Die Oberfläche habe ich mit Swing-Komponenten realisiert, die Fragen in einer
Datenbank auf meinem lokal laufenden MySQL-Server abgelegt.

Aktuelle Situation:

Zugriff auf den Webserver funktioniert.
Abrufen der Daten funktioniert ebenfalls.

Bevor ich mich jetzt komplett an die endgültige Realisierung mache habe ich eine Frage:

Dieses kleine Lernprogramm soll natürlich weitergegeben werden. Wie pack ich 
da die Datenbank mit rein?
Muss ein potentieller Nutzer von diesem Quiz einen Webserver installiert haben?
Kann man wohl kaum erwarten. 
Wird alles in ein jar-file gepackt?

Es geht mir einfach darum, ob MySQL die richtige Wahl ist und wie das Ganze am Ende verpackt wird.

Gruß & Dank,
myjday


----------



## SvenK (16. Apr 2009)

Wie kommst du auf Webserver?? Bringst du jetzt nicht irgendwas durcheinander? Eine Datenbank braucht keinen Webserver, sie stellt ja selber einen Server zur Verfügung.

Aber egal ... für ein kleines Quizprogramm braucht man keine "ausgewachsene" Datenbank, da reicht eine integrierte DB, zu empfehlen wäre da HSQLDB. Die läuft dann innerhalb deiner Applikation, braucht also nicht einmal einen Server.


----------



## homer65 (16. Apr 2009)

Apache Derby ist imho auch eine gute Wahl, da es direkt mit der Software ohne jegliche Installation und Wartung ausgeliefert werden kann.


----------



## myjday (16. Apr 2009)

ich werds ausprobieren.

Mit Webserver meinte ich die auf dem mysql-server abgelegte Datenbank. War halt schon spät.

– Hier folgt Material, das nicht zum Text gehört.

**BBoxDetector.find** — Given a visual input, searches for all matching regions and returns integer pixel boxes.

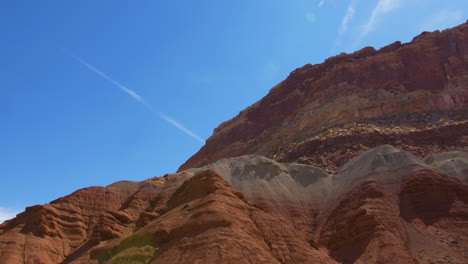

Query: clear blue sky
[0,0,468,222]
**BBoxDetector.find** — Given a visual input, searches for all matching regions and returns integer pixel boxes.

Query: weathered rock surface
[0,145,468,263]
[0,24,468,264]
[180,23,468,172]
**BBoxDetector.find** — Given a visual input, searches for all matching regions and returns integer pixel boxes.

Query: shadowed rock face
[0,145,468,263]
[180,23,468,172]
[0,24,468,264]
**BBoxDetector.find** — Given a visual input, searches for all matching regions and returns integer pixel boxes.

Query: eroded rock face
[0,24,468,264]
[180,23,468,172]
[0,145,468,263]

Wie läuft das nun aber ab? Werden beim Erstellen eines jar-Files die Daten, die in der Datanbank stehen für die Weitergabe integriert?

Schönen Tag noch.

myjday


----------



## maki (16. Apr 2009)

Wenn du dich trotz allem für MySQL entscheiden solltest, tue dir selbser einen großen gefallen und nutze InnoDB Tabellen und keine ISAM Tabellen.


----------



## L-ectron-X (16. Apr 2009)

maki hat gesagt.:


> Wenn du dich trotz allem für MySQL entscheiden solltest, tue dir selbser einen großen gefallen und nutze InnoDB Tabellen und keine ISAM Tabellen.


Oh, das ist ja interessant. Warum?



SvenK hat gesagt.:


> ... zu empfehlen wäre da HSQLDB. Die läuft dann innerhalb deiner Applikation, braucht also nicht einmal einen Server.


Wenn schon eine embeded DB, dann doch eher H2. Sie ist die Nachfolger-DB, basiert auf HSQLDB und ist auch viel performanter als HSQLDB.


----------



## tfa (16. Apr 2009)

L-ectron-X hat gesagt.:


> [InnoDB]Oh, das ist ja interessant. Warum?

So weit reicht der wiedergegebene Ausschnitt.